A three-member Albert Einstein College of Medicine research team made a discovery that may improve the success of stem-cell transplants, which are routinely utilized for patients with cancer, blood problems, or autoimmune illnesses caused by faulty stem cells that produce all of the body’s blood cells. The findings from mice were published today in the journal Science.
“Our research has the potential to improve the success of stem-cell transplants and expand their use,” explained Ulrich Steidl, M.D., Ph.D., professor and chair of cell biology, interim director of the Ruth L. and David S. Gottesman Institute for Stem Cell Research and Regenerative Medicine, and the Edward P. Evans Endowed Professor for Myelodysplastic Syndromes at Einstein, and deputy director of the National Cancer Institute-designated Montefiore Einstein Comprehensive Cancer Center (MECCC).
Dr. Steidl, Einstein’s Britta Will, Ph.D., and Xin Gao, Ph.D., a former Einstein postdoctoral fellow, now at the University of Wisconsin in Madison, are co-corresponding authors on the paper.
Trogocytosis plays a role in regulating immune responses and other cellular systems, but this is the first time anyone has seen stem cells engage in the process.

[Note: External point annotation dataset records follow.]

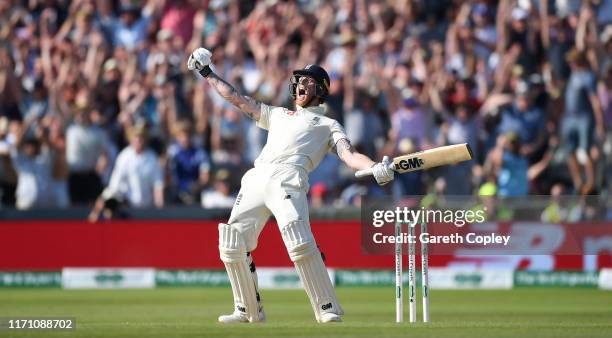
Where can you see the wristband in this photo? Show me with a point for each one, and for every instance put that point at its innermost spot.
(205, 71)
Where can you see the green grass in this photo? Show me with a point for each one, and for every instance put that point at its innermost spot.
(370, 312)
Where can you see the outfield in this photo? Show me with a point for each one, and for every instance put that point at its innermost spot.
(168, 312)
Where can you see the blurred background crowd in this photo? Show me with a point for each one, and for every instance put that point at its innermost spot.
(96, 103)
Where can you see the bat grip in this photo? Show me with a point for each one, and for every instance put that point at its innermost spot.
(363, 173)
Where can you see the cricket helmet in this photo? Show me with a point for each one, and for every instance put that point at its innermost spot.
(318, 74)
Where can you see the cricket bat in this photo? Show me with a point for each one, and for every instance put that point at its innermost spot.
(427, 159)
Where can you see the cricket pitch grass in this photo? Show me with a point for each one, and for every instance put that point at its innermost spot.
(370, 312)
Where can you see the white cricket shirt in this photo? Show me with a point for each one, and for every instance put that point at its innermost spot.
(301, 137)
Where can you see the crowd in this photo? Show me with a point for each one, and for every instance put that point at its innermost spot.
(96, 103)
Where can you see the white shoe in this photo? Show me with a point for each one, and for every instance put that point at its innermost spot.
(329, 317)
(239, 317)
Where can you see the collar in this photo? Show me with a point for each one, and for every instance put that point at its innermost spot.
(319, 110)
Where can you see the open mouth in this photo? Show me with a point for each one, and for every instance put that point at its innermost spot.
(301, 92)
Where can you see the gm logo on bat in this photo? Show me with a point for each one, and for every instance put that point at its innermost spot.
(411, 163)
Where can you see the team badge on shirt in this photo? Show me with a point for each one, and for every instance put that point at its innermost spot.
(315, 121)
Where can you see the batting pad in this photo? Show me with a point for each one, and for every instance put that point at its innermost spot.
(232, 251)
(309, 265)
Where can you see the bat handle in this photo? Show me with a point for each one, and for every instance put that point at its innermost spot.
(368, 172)
(363, 173)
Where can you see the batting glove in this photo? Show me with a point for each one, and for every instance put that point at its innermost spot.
(200, 60)
(383, 172)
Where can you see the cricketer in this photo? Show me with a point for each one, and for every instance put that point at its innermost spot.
(278, 184)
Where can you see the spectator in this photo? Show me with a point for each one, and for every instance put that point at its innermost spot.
(509, 166)
(429, 73)
(38, 163)
(220, 195)
(137, 176)
(189, 165)
(87, 153)
(525, 119)
(582, 121)
(8, 176)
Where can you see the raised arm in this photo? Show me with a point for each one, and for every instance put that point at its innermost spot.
(200, 60)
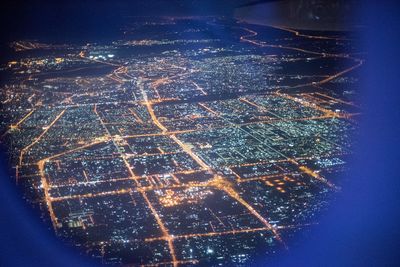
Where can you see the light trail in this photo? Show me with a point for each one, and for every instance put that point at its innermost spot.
(37, 139)
(164, 230)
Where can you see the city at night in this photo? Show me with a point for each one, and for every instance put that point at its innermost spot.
(182, 133)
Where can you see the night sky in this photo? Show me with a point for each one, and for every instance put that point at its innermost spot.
(99, 18)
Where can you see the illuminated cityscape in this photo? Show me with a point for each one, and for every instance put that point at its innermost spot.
(189, 141)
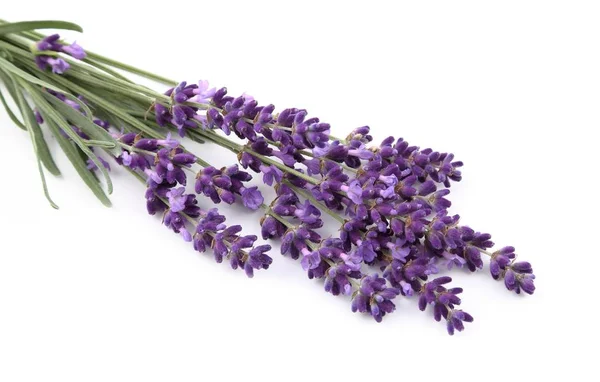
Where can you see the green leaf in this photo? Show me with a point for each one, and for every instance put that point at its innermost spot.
(28, 122)
(10, 113)
(42, 148)
(57, 124)
(24, 26)
(109, 107)
(94, 131)
(7, 65)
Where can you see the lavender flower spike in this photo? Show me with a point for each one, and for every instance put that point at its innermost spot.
(374, 297)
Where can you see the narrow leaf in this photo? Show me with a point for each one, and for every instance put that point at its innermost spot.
(33, 79)
(11, 115)
(28, 122)
(58, 123)
(94, 131)
(24, 26)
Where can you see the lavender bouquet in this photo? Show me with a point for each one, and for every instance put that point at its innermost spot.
(390, 199)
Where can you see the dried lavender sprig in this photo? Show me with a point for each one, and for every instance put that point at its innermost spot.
(344, 191)
(210, 230)
(467, 256)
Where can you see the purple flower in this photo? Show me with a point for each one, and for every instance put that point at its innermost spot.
(49, 43)
(177, 199)
(310, 259)
(271, 228)
(271, 174)
(354, 191)
(443, 301)
(203, 93)
(74, 50)
(374, 297)
(338, 279)
(252, 198)
(257, 259)
(58, 65)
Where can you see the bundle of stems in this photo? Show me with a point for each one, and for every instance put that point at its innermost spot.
(390, 199)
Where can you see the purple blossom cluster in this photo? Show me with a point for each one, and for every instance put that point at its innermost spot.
(224, 184)
(163, 163)
(392, 199)
(57, 64)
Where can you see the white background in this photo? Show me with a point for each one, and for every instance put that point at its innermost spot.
(512, 88)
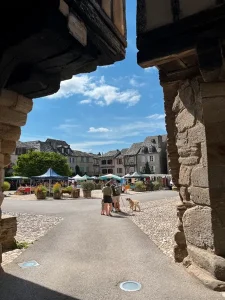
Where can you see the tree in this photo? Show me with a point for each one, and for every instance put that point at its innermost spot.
(36, 163)
(147, 169)
(78, 171)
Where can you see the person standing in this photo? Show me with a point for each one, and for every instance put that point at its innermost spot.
(116, 196)
(107, 199)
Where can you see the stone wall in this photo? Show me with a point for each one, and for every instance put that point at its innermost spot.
(13, 114)
(195, 125)
(8, 232)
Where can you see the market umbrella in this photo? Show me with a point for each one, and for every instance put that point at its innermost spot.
(50, 175)
(85, 177)
(127, 176)
(110, 176)
(77, 177)
(16, 178)
(136, 175)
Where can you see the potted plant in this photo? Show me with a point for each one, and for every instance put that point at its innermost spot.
(41, 192)
(139, 186)
(87, 187)
(57, 191)
(5, 186)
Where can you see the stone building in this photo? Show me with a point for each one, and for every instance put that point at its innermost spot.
(186, 43)
(152, 150)
(84, 160)
(50, 42)
(112, 162)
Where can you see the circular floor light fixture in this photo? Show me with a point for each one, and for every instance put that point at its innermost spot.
(130, 286)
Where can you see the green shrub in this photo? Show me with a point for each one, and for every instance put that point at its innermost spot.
(41, 189)
(140, 186)
(149, 186)
(98, 186)
(5, 186)
(57, 188)
(88, 186)
(69, 188)
(156, 185)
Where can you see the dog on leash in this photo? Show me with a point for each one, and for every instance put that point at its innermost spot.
(134, 204)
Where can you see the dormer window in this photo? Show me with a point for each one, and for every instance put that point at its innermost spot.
(145, 150)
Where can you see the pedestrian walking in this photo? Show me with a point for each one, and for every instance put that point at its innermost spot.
(107, 198)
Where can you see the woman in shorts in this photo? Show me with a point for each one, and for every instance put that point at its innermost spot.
(107, 199)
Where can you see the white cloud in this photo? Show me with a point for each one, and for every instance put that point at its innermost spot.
(96, 90)
(85, 146)
(100, 129)
(85, 101)
(135, 83)
(151, 70)
(156, 117)
(67, 126)
(106, 67)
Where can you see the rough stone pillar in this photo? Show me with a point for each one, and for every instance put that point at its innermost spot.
(199, 113)
(13, 114)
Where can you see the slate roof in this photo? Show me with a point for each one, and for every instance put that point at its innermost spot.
(81, 154)
(123, 151)
(134, 149)
(58, 142)
(29, 145)
(112, 153)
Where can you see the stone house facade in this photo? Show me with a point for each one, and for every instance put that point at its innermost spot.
(113, 162)
(84, 160)
(152, 150)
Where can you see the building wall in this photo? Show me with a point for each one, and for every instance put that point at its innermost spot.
(85, 164)
(119, 165)
(154, 160)
(130, 164)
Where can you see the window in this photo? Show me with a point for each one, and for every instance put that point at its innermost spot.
(152, 168)
(119, 161)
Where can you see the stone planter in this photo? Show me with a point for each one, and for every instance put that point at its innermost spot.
(75, 193)
(57, 195)
(41, 195)
(87, 194)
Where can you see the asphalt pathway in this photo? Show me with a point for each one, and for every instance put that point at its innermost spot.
(87, 255)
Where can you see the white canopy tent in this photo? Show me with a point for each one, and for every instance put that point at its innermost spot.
(77, 178)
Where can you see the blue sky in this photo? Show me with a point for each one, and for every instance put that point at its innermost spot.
(108, 109)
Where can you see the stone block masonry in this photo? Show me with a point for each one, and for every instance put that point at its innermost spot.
(197, 157)
(13, 114)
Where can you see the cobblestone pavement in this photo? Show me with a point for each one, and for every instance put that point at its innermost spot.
(29, 229)
(158, 220)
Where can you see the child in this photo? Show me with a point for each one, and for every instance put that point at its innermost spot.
(103, 211)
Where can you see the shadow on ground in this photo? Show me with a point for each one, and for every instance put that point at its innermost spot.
(14, 288)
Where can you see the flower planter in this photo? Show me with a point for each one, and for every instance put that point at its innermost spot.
(75, 193)
(87, 194)
(41, 195)
(57, 195)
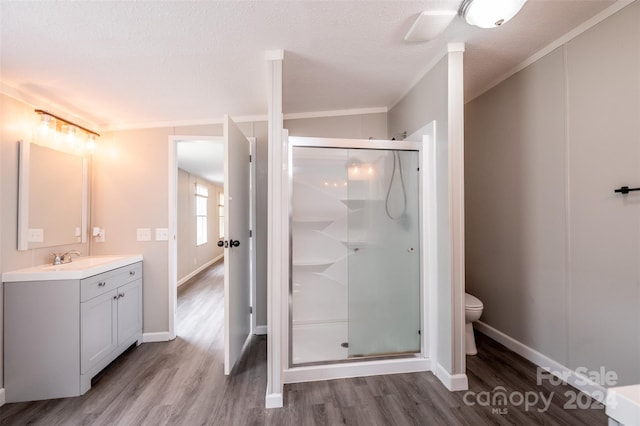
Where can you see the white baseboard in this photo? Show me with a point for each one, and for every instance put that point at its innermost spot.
(577, 380)
(273, 400)
(355, 369)
(198, 270)
(162, 336)
(453, 382)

We are still seeking the exact mechanism for how HSCs regulate trogocytosis.
Dr. Gao
Mobilizing Stem Cells
Stem-cell transplants are used to treat conditions in which an individual’s hematopoietic (blood-forming) stem cells (HSCs) have become malignant (as in leukemia or myelodysplastic syndromes) or insufficient (as in bone marrow failure and severe autoimmune disorders). The therapy includes injecting healthy HSCs from donors into patients. To collect those HSCs, donors are administered a medication that causes HSCs to mobilize, or escape, from their natural homes in the bone marrow and enter the bloodstream, where they can be isolated from other blood cells and transplanted. However, medicines used to mobilize HSCs frequently do not liberate enough of them for the transplant to be successful.

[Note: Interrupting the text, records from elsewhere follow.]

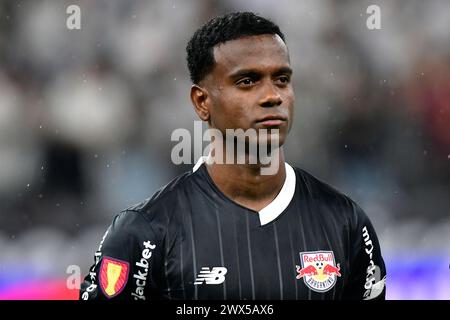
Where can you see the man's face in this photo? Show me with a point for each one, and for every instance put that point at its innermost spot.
(250, 85)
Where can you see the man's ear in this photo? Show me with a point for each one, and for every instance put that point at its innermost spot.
(199, 98)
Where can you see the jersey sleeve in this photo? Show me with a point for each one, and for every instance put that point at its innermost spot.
(127, 262)
(367, 279)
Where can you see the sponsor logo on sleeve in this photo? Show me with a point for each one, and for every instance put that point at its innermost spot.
(318, 270)
(214, 276)
(374, 284)
(113, 276)
(140, 277)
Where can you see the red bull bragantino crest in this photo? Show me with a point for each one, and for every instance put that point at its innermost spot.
(319, 270)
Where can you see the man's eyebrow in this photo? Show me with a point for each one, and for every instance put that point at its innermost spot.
(255, 72)
(283, 70)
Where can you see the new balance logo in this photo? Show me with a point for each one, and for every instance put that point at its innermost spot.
(214, 276)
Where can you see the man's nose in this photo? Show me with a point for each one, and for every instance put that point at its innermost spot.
(271, 97)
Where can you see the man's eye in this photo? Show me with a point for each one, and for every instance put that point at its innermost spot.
(245, 82)
(284, 79)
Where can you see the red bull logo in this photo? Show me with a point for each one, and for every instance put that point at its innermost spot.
(318, 270)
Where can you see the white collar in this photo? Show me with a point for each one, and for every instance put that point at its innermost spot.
(281, 201)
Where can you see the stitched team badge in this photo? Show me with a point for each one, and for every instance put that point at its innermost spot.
(319, 270)
(113, 276)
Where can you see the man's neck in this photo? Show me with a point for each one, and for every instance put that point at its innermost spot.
(245, 185)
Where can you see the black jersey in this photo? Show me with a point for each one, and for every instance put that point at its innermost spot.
(190, 241)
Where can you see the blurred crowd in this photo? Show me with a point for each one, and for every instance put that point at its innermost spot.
(86, 115)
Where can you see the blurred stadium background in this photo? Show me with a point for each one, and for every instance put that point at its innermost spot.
(86, 117)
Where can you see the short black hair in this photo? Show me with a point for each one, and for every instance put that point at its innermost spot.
(231, 26)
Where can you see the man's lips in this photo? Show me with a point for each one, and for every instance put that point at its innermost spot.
(271, 121)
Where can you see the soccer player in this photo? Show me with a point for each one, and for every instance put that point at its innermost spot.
(227, 231)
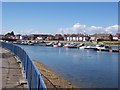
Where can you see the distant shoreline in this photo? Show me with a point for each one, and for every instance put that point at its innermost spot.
(111, 43)
(56, 81)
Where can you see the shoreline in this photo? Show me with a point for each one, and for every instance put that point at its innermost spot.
(52, 79)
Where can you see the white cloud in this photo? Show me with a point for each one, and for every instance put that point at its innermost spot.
(21, 31)
(79, 28)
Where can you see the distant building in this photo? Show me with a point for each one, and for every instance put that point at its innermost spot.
(116, 37)
(58, 37)
(75, 37)
(96, 37)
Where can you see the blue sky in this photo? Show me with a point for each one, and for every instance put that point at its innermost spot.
(59, 17)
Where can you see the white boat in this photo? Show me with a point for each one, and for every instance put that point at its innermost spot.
(82, 47)
(102, 47)
(70, 45)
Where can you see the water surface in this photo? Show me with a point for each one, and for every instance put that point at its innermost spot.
(85, 68)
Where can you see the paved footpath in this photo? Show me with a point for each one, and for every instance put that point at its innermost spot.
(11, 72)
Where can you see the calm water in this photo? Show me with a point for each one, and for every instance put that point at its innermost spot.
(85, 68)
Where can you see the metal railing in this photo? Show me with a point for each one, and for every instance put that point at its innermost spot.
(33, 76)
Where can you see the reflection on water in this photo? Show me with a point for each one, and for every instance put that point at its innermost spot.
(85, 68)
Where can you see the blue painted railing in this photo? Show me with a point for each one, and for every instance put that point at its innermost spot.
(33, 76)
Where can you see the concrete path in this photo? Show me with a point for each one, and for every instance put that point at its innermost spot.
(11, 72)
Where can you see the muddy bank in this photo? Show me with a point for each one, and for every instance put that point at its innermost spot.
(52, 79)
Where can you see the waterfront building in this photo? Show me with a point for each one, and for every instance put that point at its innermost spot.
(96, 37)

“It’s normal for a tiny fraction of HSCs to exit the bone marrow and enter the bloodstream, but what controls this mobilization isn’t well understood,” said Dr. Will, associate professor of oncology and of medicine, and the Diane and Arthur B. Belfer Faculty Scholar in Cancer Research at Einstein, and the co-leader of the Stem Cell and Cancer Biology research program at MECCC. “Our research represents a fundamental advance in our understanding, and points to a new way to improve HSC mobilization for clinical use.”
Tracking Trogocytosis
The researchers suspected that variations in proteins on the surface of HSCs might influence their propensity to exit the bone marrow. In studies involving HSCs isolated from mice, they observed that a large subset of HSCs display surface proteins normally associated with macrophages, a type of immune cell. Moreover, HSCs with these surface proteins largely stayed in the bone marrow, while those without the markers readily exited the marrow when drugs for boosting HSCs mobilization were given.

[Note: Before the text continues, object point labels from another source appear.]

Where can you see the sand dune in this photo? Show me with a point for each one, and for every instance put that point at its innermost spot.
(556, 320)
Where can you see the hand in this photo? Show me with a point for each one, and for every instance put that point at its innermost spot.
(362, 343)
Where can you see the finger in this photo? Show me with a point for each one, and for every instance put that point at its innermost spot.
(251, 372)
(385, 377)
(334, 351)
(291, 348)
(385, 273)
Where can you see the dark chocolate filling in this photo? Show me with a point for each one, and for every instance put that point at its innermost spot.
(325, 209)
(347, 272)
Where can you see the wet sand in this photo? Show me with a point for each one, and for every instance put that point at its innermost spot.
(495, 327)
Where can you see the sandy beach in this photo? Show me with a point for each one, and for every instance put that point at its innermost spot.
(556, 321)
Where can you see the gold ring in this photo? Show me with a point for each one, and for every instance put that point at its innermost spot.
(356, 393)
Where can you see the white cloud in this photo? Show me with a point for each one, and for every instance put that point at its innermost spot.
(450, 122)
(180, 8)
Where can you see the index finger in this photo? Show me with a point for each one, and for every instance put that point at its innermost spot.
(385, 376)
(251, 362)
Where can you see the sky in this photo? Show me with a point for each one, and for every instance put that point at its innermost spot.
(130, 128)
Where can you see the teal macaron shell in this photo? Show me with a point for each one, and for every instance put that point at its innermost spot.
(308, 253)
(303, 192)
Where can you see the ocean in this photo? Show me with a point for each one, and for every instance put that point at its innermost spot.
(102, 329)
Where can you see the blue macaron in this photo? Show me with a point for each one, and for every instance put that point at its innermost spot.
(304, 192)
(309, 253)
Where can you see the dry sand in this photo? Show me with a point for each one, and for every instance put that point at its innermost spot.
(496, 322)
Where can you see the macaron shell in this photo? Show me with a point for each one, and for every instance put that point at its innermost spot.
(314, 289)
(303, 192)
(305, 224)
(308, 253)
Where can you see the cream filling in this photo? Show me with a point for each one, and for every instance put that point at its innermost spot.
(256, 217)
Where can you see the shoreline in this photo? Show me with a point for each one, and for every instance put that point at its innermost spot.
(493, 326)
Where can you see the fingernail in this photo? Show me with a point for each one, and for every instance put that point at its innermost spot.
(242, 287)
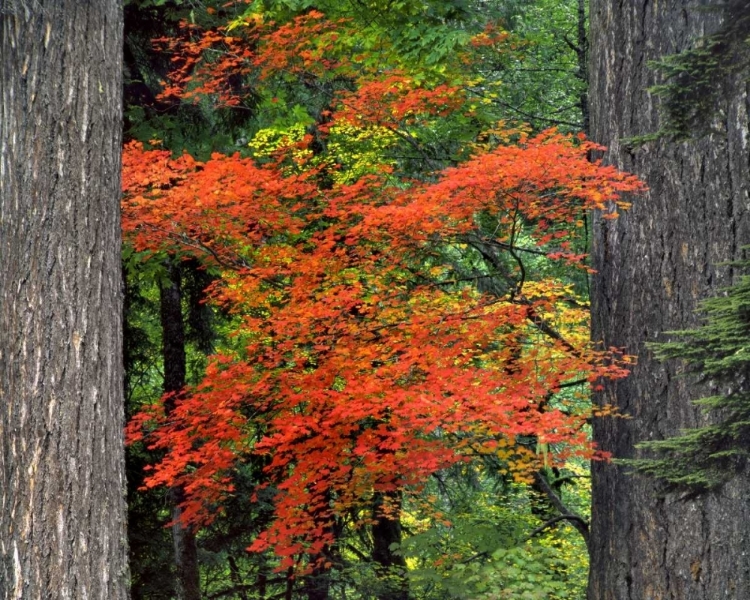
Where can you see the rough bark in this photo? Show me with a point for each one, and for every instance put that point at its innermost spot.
(62, 483)
(386, 532)
(654, 264)
(175, 370)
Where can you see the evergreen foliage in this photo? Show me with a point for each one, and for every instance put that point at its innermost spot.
(694, 80)
(717, 352)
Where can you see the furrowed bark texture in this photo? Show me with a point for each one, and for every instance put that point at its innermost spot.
(62, 482)
(654, 264)
(175, 374)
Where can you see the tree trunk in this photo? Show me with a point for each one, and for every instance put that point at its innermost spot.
(175, 369)
(386, 533)
(654, 264)
(62, 486)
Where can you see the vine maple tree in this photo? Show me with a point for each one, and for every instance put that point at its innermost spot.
(367, 356)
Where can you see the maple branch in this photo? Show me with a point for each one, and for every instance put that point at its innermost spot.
(552, 521)
(576, 520)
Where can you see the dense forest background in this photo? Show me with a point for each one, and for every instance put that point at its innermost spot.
(374, 97)
(390, 309)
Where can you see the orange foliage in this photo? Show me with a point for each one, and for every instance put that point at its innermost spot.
(367, 364)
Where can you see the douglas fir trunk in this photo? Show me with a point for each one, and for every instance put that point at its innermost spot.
(62, 504)
(654, 264)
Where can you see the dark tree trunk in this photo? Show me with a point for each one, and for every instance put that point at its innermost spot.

After combining HSCs with macrophages, the researchers noticed that certain HSCs engaged in trogocytosis, a process in which one cell type removes membrane components from another and incorporates them into their own membranes. HSCs with high quantities of the protein c-Kit on their surface were able to undergo trogocytosis, leading their membranes to be enhanced with macrophage proteins and making them considerably more likely than other HSCs to remain in the bone marrow. The findings indicate that inhibiting c-Kit might impede trogocytosis, resulting in more HSCs being mobilized and ready for transplantation.
“Trogocytosis plays a role in regulating immune responses and other cellular systems, but this is the first time anyone has seen stem cells engage in the process. We are still seeking the exact mechanism for how HSCs regulate trogocytosis,” said Dr. Gao, assistant professor of pathology and laboratory medicine at the University of Wisconsin-Madison, Madison, WI.
The researchers intend to continue their investigation into this process: “Our ongoing efforts will look for other functions of trogocytosis in HSCs, including potential roles in blood regeneration, eliminating defective stem cells and in hematologic malignancies,” added Dr. Will.